Nesta terça-feira, o pavilhão das empresas chinesas, de 500 m², era dos mais concorridos. Eles queriam 10 vezes mais espaço, mas não conseguiram. “Antes, era só tranqueira que vinha da China”, afirmou um distribuidor brasileiro. “Mas melhorou muito.” A invasão chinesa, com produtos de primeira linha e preços de segunda, assusta os fabricantes brasileiros. Também pudera: uma vela de ignição, vendida por R$ 2 (US$ 0,85) por fabricante local, custa US$ 0,35 de um chinês. Uma junta homocinética, que, brasileira, tem preço de R$ 50 (US$ 21), é vendida por US$ 5 na versão chinesa.

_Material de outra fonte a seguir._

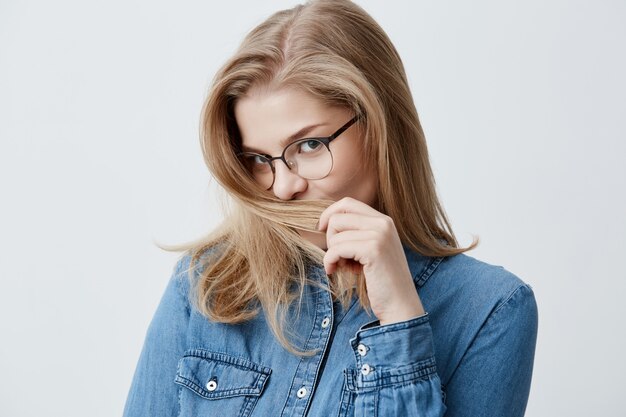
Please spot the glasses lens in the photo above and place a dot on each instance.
(310, 157)
(259, 168)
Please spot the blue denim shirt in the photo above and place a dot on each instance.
(470, 355)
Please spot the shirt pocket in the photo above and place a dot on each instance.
(219, 384)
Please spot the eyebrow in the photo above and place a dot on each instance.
(300, 134)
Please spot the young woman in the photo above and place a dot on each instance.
(335, 287)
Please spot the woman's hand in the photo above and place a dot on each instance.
(366, 240)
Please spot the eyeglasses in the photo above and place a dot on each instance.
(310, 158)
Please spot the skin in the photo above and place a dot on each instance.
(352, 232)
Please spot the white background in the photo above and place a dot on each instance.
(522, 102)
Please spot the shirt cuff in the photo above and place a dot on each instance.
(393, 345)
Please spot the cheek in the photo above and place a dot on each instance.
(351, 180)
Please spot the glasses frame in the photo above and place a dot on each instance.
(325, 140)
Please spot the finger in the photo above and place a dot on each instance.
(356, 251)
(350, 236)
(342, 222)
(346, 205)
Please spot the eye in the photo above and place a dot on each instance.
(256, 163)
(308, 146)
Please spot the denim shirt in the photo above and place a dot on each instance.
(470, 355)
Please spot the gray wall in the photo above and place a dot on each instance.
(523, 105)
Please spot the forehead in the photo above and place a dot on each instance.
(267, 118)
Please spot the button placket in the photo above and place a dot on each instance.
(302, 392)
(211, 385)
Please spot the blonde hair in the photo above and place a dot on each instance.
(334, 51)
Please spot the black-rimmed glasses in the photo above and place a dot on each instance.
(310, 158)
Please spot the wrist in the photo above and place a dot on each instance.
(402, 312)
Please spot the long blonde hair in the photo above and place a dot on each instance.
(334, 51)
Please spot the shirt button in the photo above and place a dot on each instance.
(211, 385)
(366, 369)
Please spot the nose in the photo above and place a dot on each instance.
(287, 183)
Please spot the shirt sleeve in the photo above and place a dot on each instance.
(153, 391)
(493, 379)
(396, 373)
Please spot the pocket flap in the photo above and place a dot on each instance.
(214, 375)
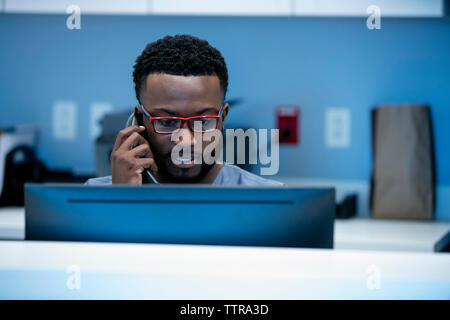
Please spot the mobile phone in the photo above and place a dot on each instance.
(147, 175)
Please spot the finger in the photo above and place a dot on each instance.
(132, 141)
(142, 150)
(124, 134)
(146, 163)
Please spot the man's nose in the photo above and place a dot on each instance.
(188, 135)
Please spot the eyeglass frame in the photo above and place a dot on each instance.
(183, 119)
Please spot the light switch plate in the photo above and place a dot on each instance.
(64, 118)
(98, 111)
(337, 127)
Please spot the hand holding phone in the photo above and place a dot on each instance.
(131, 155)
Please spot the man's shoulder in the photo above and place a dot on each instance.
(233, 175)
(229, 175)
(99, 181)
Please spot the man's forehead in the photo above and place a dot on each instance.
(176, 87)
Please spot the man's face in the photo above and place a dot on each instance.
(165, 95)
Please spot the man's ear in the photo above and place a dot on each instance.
(137, 110)
(225, 109)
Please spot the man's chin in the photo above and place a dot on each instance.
(185, 175)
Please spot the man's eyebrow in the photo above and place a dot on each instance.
(173, 113)
(206, 109)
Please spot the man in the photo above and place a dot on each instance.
(179, 81)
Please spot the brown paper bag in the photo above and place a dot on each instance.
(403, 176)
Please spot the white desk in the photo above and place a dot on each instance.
(38, 270)
(353, 234)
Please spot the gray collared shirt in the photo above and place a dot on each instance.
(230, 175)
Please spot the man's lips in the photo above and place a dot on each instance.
(185, 162)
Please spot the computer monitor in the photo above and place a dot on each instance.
(181, 214)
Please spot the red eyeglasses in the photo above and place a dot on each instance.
(167, 125)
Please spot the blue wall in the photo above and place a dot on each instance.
(314, 63)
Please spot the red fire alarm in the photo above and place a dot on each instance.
(288, 124)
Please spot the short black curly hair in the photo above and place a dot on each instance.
(184, 55)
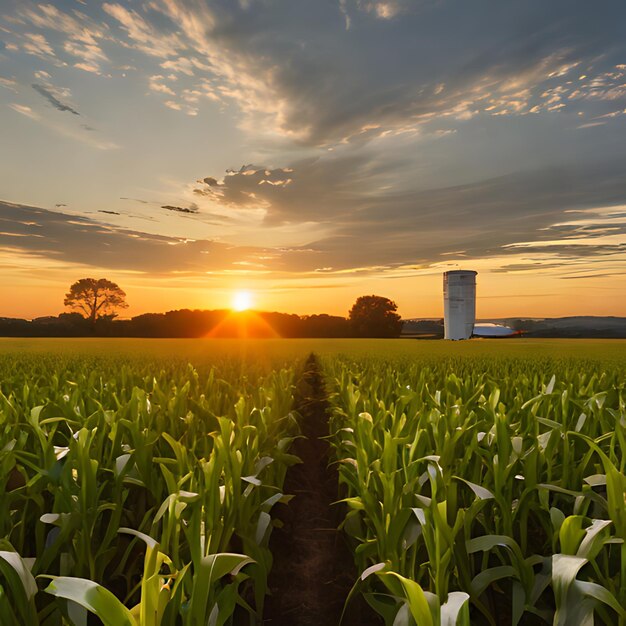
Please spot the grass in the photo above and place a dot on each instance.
(138, 477)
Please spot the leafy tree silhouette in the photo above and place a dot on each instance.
(96, 298)
(375, 316)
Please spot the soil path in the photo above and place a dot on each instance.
(313, 569)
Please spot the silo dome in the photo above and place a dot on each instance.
(459, 303)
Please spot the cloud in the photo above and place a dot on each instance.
(50, 94)
(80, 241)
(369, 225)
(24, 110)
(193, 209)
(144, 36)
(8, 83)
(37, 44)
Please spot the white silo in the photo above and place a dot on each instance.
(459, 303)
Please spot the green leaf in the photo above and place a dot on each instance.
(93, 597)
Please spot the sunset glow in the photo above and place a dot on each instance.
(316, 152)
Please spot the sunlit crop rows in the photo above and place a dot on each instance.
(140, 490)
(489, 491)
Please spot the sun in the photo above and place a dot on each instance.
(242, 301)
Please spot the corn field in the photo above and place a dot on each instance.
(477, 489)
(484, 492)
(141, 495)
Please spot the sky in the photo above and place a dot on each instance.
(310, 152)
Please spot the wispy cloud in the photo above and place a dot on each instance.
(51, 95)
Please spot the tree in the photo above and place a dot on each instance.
(375, 316)
(95, 298)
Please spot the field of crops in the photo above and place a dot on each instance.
(481, 482)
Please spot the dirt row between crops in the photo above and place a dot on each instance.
(313, 568)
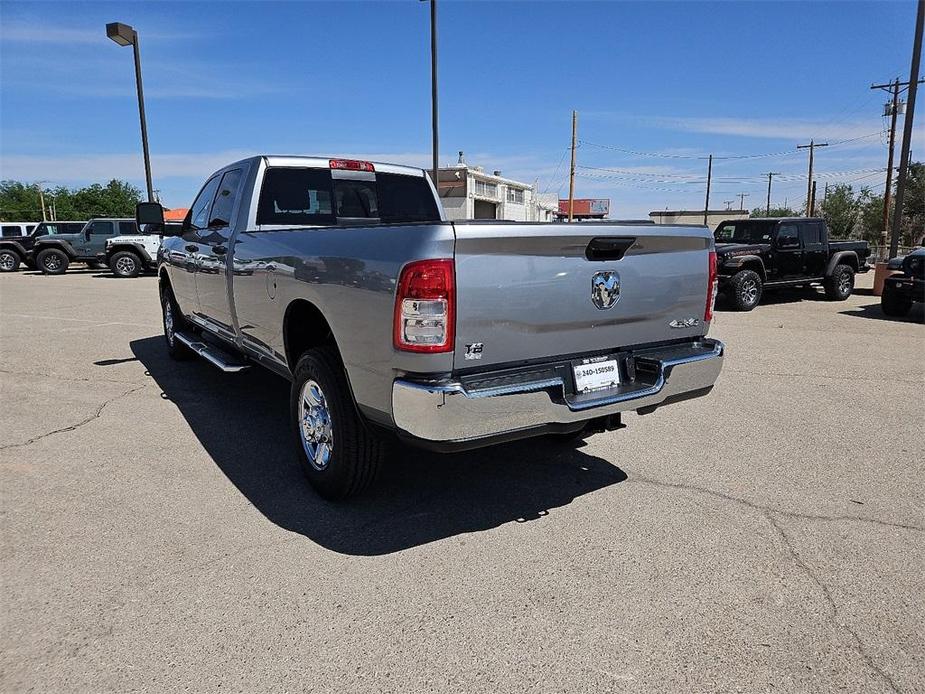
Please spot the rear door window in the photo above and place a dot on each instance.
(199, 212)
(223, 207)
(787, 234)
(101, 228)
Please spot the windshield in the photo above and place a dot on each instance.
(745, 231)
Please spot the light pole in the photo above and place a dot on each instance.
(433, 89)
(125, 35)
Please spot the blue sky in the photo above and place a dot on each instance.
(678, 80)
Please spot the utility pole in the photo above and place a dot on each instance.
(894, 111)
(42, 201)
(907, 128)
(770, 175)
(706, 204)
(571, 175)
(433, 90)
(809, 183)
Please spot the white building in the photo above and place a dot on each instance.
(467, 192)
(714, 217)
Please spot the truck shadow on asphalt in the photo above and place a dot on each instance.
(916, 313)
(421, 497)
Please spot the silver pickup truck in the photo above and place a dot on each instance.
(344, 277)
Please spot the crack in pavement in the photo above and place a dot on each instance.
(833, 607)
(768, 513)
(822, 376)
(72, 427)
(41, 374)
(771, 509)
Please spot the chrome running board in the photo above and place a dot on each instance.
(215, 356)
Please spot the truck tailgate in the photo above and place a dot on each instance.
(524, 291)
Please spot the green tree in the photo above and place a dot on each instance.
(20, 201)
(841, 209)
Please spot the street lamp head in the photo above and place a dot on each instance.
(122, 34)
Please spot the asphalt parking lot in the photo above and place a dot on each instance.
(158, 535)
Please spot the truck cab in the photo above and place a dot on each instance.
(757, 255)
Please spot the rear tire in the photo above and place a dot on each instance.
(340, 456)
(840, 284)
(893, 303)
(745, 290)
(52, 261)
(125, 264)
(174, 322)
(9, 261)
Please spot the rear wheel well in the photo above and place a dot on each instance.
(754, 266)
(304, 328)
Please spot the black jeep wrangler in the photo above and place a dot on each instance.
(756, 255)
(900, 291)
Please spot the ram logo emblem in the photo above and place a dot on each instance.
(605, 289)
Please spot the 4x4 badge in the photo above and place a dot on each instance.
(605, 289)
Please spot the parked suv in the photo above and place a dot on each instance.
(132, 254)
(53, 254)
(755, 255)
(16, 250)
(902, 290)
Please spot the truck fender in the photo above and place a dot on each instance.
(135, 248)
(743, 262)
(57, 243)
(849, 258)
(14, 246)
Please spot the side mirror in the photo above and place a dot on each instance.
(149, 213)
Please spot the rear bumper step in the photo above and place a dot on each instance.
(215, 356)
(449, 412)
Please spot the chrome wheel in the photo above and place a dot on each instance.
(168, 320)
(125, 265)
(845, 282)
(750, 291)
(315, 427)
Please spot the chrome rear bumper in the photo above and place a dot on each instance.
(451, 412)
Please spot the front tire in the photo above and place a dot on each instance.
(52, 261)
(893, 303)
(840, 284)
(745, 290)
(125, 264)
(9, 261)
(174, 322)
(339, 454)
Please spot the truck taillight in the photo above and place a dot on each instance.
(712, 285)
(425, 307)
(351, 165)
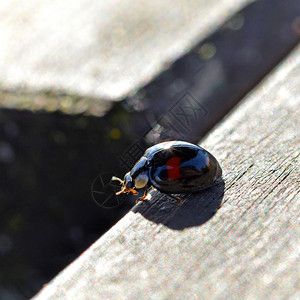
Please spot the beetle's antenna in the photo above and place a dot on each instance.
(118, 179)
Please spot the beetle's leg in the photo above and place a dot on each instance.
(142, 198)
(179, 202)
(127, 190)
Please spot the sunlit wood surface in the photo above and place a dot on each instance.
(237, 240)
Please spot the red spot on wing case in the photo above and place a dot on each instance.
(173, 168)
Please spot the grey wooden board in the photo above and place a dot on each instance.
(239, 243)
(98, 48)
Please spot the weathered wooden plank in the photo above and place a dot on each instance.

“O que nos preocupa é a tendência”, afirmou Paulo Butori, presidente do Sindipeças. E a tendência é a seguinte: nos primeiros cinco meses do ano, as importações da China subiram 78%, chegando a US$ 46,6 milhões, enquanto as exportações para o país baixaram 20%, ficando em US$ 77,9 milhões.

O fato de ainda haver superávit, na opinião do setor, não é nada tranquilizador. “As vendas de autopeças para a China acompanham as exportações de carros”, explicou Butori. São sobressalentes para os Gols, os Corsas e outros automóveis brasileiros que vão para lá. “Acontece que eles estão substituindo as importações rapidamente. Para o superávit virar déficit, é uma questão de tempo.”

A qualidade chinesa cresce com a produção terceirizada para gigantes internacionais, que entram só com a marca. “Somos OEM (sigla de Original Equipment Manufacturer) da Bosch”, disse Adams Lam, diretor de Negócios Internacionais da Silver Star, fabricante de velas de ignição de Shenzhen.